VATICAN CITY - As the devout Ned Flanders would put it, the Vatican's newspaper thinks "The Simpsons" are an okely dokely bunch.

VATICAN CITY - As the devout Ned Flanders would put it, the Vatican's newspaper thinks "The Simpsons" are an okely dokely bunch.

L'Osservatore Romano on Tuesday congratulated the show on its 20th anniversary, praising its philosophical leanings and its stinging and often irreverent take on religion. Without Homer Simpson and the other yellow-skinned characters "many today wouldn't know how to laugh," said the article titled "Aristotle's Virtues and Homer's Doughnut."

The paper credited "The Simpsons" - the longest-running American animated program - with opening up cartoons to an adult audience.

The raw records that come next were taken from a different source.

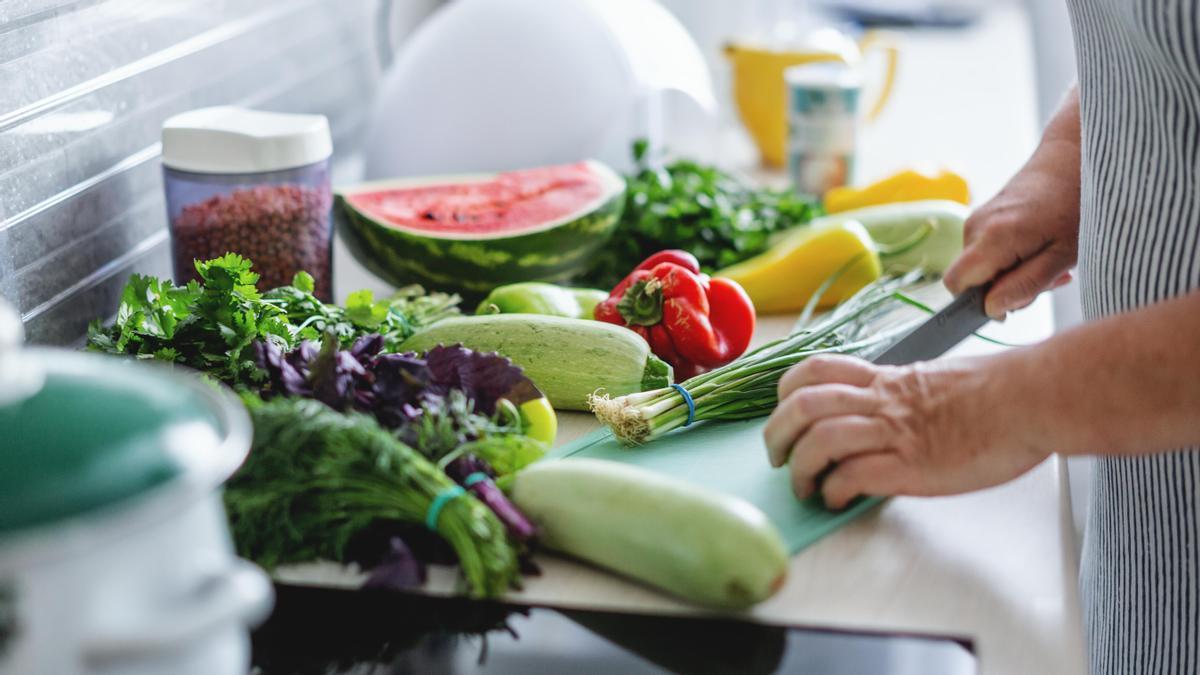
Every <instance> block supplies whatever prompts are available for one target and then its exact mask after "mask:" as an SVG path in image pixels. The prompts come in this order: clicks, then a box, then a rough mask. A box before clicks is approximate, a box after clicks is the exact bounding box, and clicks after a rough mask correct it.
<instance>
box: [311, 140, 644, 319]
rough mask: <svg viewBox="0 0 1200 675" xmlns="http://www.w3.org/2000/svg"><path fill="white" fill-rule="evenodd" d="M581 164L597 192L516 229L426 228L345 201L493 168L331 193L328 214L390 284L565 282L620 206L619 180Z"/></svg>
mask: <svg viewBox="0 0 1200 675" xmlns="http://www.w3.org/2000/svg"><path fill="white" fill-rule="evenodd" d="M587 163H588V166H589V168H590V169H592V172H593V173H595V174H596V175H598V177H600V179H601V181H602V183H604V185H605V191H604V193H602V195H601V196H600V198H598V199H595V201H594V202H593V203H590V204H587V205H586V207H583V208H581V209H580V210H578V211H577V213H575V214H572V215H570V216H568V217H563V219H558V220H556V221H550V222H546V223H541V225H540V226H539V227H536V228H535V229H526V231H523V232H521V233H518V234H512V235H504V234H500V235H491V234H475V233H473V234H457V233H456V234H449V235H445V234H439V235H431V234H427V233H420V232H415V231H410V229H406V228H403V227H398V226H396V225H392V223H389V222H385V221H382V220H378V219H376V217H374V216H372V215H371V214H367V213H365V211H361V210H359V209H356V208H355V207H354V205H353V204H352V203H350V202H349V201H348V198H349V197H353V196H354V195H359V193H362V192H376V191H382V190H395V189H400V187H420V186H424V185H446V184H455V183H469V181H485V180H491V179H493V178H496V174H472V175H449V177H433V178H416V179H397V180H385V181H374V183H366V184H361V185H356V186H354V187H348V189H342V190H338V191H336V192H335V196H334V198H335V203H334V219H335V221H336V222H337V228H338V233H340V234H341V238H342V240H343V241H344V243H346V245H347V247H348V249H349V251H350V253H352V255H353V256H354V257H355V258H356V259H358V261H359V262H360V263H362V265H364V267H366V268H367V269H368V270H371V271H372V273H374V274H376V275H378V276H379V277H380V279H383V280H384V281H388V282H389V283H392V285H395V286H407V285H409V283H420V285H422V286H425V287H426V288H436V289H439V291H455V292H458V293H461V294H463V295H464V297H466V298H467V299H478V298H479V297H482V295H486V294H487V293H488V292H491V291H492V288H496V287H497V286H503V285H506V283H515V282H518V281H550V282H563V281H569V280H570V279H571V277H574V276H577V275H578V274H582V273H583V271H584V269H586V268H587V265H588V262H589V259H590V258H592V256H593V255H594V253H595V252H596V251H598V250H600V249H601V247H602V246H604V245H605V244H606V243H607V241H608V239H610V238H611V237H612V234H613V232H614V229H616V227H617V222H618V221H619V220H620V214H622V210H623V209H624V205H625V181H624V180H623V179H622V178H620V177H619V175H618V174H617V173H616V172H613V171H612V169H611V168H608V167H607V166H605V165H604V163H601V162H596V161H590V160H589V161H588V162H587Z"/></svg>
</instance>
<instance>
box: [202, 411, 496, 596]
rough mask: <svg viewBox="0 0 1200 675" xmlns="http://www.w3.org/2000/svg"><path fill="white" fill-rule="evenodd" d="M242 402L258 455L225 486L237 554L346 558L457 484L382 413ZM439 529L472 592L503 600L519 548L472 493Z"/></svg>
mask: <svg viewBox="0 0 1200 675" xmlns="http://www.w3.org/2000/svg"><path fill="white" fill-rule="evenodd" d="M242 400H244V401H245V402H246V406H247V408H250V412H251V418H252V420H253V423H254V443H253V447H252V449H251V453H250V458H248V459H247V460H246V464H245V465H244V466H242V467H241V470H240V471H239V472H238V473H236V474H235V476H234V477H233V479H232V480H230V482H229V484H228V485H227V488H226V491H224V502H226V509H227V510H228V513H229V521H230V526H232V530H233V536H234V540H235V543H236V545H238V551H239V554H240V555H244V556H246V557H248V558H251V560H253V561H254V562H257V563H259V565H262V566H263V567H265V568H268V569H274V568H275V567H277V566H280V565H287V563H293V562H307V561H313V560H334V561H346V549H347V546H348V544H350V542H352V540H353V539H354V538H355V537H356V536H358V534H360V533H364V532H365V531H367V528H368V527H372V526H374V525H378V524H380V522H388V521H390V522H396V524H408V525H421V524H424V522H425V519H426V515H427V513H428V509H430V506H431V504H432V503H433V500H434V498H436V497H437V496H438V495H439V494H443V492H444V491H446V490H451V489H454V488H455V483H454V482H452V480H451V479H450V478H449V477H446V474H445V473H443V472H442V470H439V468H438V467H437V466H434V465H433V464H431V462H430V461H428V460H426V459H425V458H424V456H421V455H420V454H419V453H418V452H415V450H413V449H412V448H409V447H408V446H406V444H404V443H402V442H400V441H398V440H396V438H395V437H394V436H392V435H391V434H389V432H388V431H386V430H385V429H383V428H380V426H379V425H378V424H377V423H376V422H374V420H373V419H371V418H370V417H367V416H365V414H359V413H338V412H336V411H334V410H331V408H329V407H326V406H325V405H324V404H322V402H320V401H316V400H311V399H292V398H287V399H284V398H281V399H274V400H271V401H265V402H264V401H262V400H260V399H258V398H257V396H254V395H252V394H245V395H244V396H242ZM437 533H438V534H439V536H440V537H442V538H443V539H445V540H446V543H449V544H450V546H451V548H452V549H454V550H455V552H456V554H457V556H458V563H460V566H461V567H462V571H463V577H464V579H466V583H467V590H468V592H469V593H470V595H472V596H474V597H496V596H499V595H502V593H504V592H505V591H506V590H508V589H509V587H510V586H511V585H514V584H516V581H517V580H518V569H517V551H516V550H515V548H514V546H512V544H511V543H510V542H509V539H508V537H506V534H505V530H504V526H503V525H502V524H500V521H499V520H498V519H497V518H496V515H494V514H493V513H492V512H491V510H490V509H488V508H487V507H486V506H484V504H482V503H481V502H479V501H478V500H476V498H475V497H473V496H472V495H469V494H463V495H460V496H457V497H454V498H451V500H450V501H449V502H446V503H445V507H444V508H443V509H442V512H440V515H439V516H438V519H437Z"/></svg>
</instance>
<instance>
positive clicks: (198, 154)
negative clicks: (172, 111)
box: [162, 106, 334, 173]
mask: <svg viewBox="0 0 1200 675" xmlns="http://www.w3.org/2000/svg"><path fill="white" fill-rule="evenodd" d="M332 154H334V142H332V139H331V138H330V135H329V120H326V119H325V115H300V114H292V113H266V112H263V110H251V109H246V108H238V107H234V106H217V107H214V108H200V109H197V110H188V112H186V113H180V114H178V115H175V117H172V118H170V119H168V120H167V121H164V123H163V125H162V163H163V165H166V166H168V167H170V168H174V169H180V171H190V172H196V173H262V172H268V171H281V169H289V168H296V167H302V166H306V165H311V163H314V162H319V161H322V160H324V159H328V157H329V156H330V155H332Z"/></svg>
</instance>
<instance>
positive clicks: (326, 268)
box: [170, 185, 332, 299]
mask: <svg viewBox="0 0 1200 675" xmlns="http://www.w3.org/2000/svg"><path fill="white" fill-rule="evenodd" d="M330 202H331V198H330V193H329V190H323V189H319V187H306V186H302V185H258V186H254V187H250V189H246V190H234V191H233V192H230V193H228V195H214V196H212V197H209V198H208V199H205V201H203V202H197V203H193V204H187V205H185V207H184V208H182V209H181V210H180V213H179V215H178V216H176V217H175V219H174V220H173V221H172V223H170V226H172V235H173V249H174V255H175V269H176V275H175V276H176V281H178V282H184V281H187V280H190V279H197V275H196V268H194V264H193V261H197V259H202V261H204V259H209V258H215V257H217V256H222V255H224V253H227V252H234V253H239V255H241V256H245V257H247V258H250V259H251V261H253V263H254V271H257V273H258V274H259V280H258V287H259V288H260V289H269V288H275V287H277V286H286V285H288V283H290V282H292V277H293V276H294V275H295V273H296V271H299V270H304V271H307V273H308V274H311V275H312V277H313V280H314V282H316V288H314V294H316V295H317V297H318V298H322V299H329V298H331V295H332V288H331V283H330V281H331V275H330V245H331V229H330V223H329V214H330Z"/></svg>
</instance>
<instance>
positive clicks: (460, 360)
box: [425, 345, 540, 414]
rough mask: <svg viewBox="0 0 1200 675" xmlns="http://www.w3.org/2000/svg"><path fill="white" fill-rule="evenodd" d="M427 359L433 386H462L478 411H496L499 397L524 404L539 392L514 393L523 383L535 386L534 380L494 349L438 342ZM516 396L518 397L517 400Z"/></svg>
mask: <svg viewBox="0 0 1200 675" xmlns="http://www.w3.org/2000/svg"><path fill="white" fill-rule="evenodd" d="M425 360H426V363H427V364H428V368H430V372H431V374H432V378H431V380H432V383H433V384H434V386H437V387H439V388H442V389H444V390H449V389H460V390H462V392H463V393H466V394H467V398H468V399H470V400H473V401H475V411H476V412H479V413H481V414H493V413H494V412H496V402H497V401H498V400H500V399H505V398H506V399H509V400H512V402H515V404H522V402H524V401H526V400H529V399H535V398H538V396H540V394H536V395H532V396H528V395H526V396H514V394H515V393H517V392H521V389H522V386H523V384H527V383H528V386H529V387H532V383H529V378H528V377H526V376H524V372H523V371H522V370H521V369H520V368H517V366H515V365H512V362H510V360H509V359H508V358H505V357H502V356H500V354H497V353H494V352H493V353H488V354H485V353H480V352H474V351H472V350H468V348H466V347H463V346H462V345H455V346H452V347H446V346H438V347H433V348H432V350H430V351H428V352H426V353H425ZM521 393H522V394H527V393H526V392H521ZM515 398H516V399H518V400H514V399H515Z"/></svg>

Religion, from the snore-evoking sermons of the Rev. Lovejoy to Homer's face-to-face talks with God, appears so frequently on the show that it could be possible to come up with a "Simpsonian theology," it said.

The paper commented on several religion-themed episodes, including one in which Homer calls for divine intervention by crying: "I'm not normally a religious man, but if you're up there, save me, Superman!"

"Homer finds in God his last refuge, even though he sometimes gets His name sensationally wrong," L'Osservatore said.

"But these are just minor mistakes, after all, the two know each other well."